The bank lent money and required the directors of the borrower to provide guarantees and security by way of two term deposits in their own names. Another company of the directors borrowed money and deposited it with the bank for this purpose. When the loan had been repaid, the company sought the monies back from the bank, arguing that they were held on express trust or resulting trust.
The court said:
The focus of the enquiry is upon objective indications of intention, not subjective intentions which may have existed but are not apparent from what was said and done. The question as to the existence of any express trust will always have to be answered by reference to intention. It is clear that a trust will not necessarily arise in circumstances where money is lent for a particular purpose.

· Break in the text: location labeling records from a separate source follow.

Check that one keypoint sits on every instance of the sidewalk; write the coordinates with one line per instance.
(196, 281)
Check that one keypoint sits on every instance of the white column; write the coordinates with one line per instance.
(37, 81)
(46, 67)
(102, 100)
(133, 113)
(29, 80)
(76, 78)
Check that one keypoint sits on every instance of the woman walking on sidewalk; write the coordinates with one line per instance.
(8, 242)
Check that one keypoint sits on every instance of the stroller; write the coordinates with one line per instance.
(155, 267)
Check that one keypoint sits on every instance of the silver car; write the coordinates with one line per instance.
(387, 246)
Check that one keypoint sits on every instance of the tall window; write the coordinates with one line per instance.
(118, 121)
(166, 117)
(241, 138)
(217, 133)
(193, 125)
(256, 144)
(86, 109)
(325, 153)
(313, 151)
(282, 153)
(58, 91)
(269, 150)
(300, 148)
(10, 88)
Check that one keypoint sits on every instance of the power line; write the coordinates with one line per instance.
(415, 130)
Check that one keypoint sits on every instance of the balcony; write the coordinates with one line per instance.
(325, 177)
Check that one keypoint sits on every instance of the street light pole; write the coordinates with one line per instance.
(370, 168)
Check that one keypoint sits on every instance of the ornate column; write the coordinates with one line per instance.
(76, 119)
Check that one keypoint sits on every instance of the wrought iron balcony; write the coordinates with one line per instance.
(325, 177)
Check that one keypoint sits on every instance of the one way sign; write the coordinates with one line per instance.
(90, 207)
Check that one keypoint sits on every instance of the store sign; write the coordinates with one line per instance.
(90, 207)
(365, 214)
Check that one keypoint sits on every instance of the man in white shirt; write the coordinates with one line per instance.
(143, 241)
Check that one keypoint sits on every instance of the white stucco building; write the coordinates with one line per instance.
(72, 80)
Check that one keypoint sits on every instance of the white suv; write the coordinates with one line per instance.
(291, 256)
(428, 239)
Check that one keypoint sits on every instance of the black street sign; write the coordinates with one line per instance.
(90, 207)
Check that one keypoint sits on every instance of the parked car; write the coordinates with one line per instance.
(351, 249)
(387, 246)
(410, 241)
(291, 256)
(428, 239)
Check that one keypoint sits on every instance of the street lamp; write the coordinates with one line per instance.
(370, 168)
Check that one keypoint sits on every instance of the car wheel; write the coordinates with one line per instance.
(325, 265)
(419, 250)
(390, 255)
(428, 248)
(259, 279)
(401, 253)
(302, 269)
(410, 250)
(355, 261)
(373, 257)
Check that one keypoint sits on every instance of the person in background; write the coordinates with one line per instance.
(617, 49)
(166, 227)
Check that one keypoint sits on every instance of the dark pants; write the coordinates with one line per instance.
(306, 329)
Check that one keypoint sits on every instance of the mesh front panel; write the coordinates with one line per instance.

The court found that whilst the bank knew the money was to come from the company, and held cash deposits for the purpose of the guarantee, it was not enough to give rise to a trust. The court found the terms upon which the deposits were held required that the directors remained the beneficial owner of the deposits free of any interest of a third party. This was not consistent with a trust or with anyone else having a beneficial interest in the term deposits. Furthermore, the deposits were security for all the debts of the directors and inconsistent with anyone having the right to call for repayment once a particular loan in question was repaid. The term deposit application forms also did not show the directors signing as trustee.
The court also found this evidence sufficient to rebut any resulting trust. The court refused to order the bank to pay the funds to the company.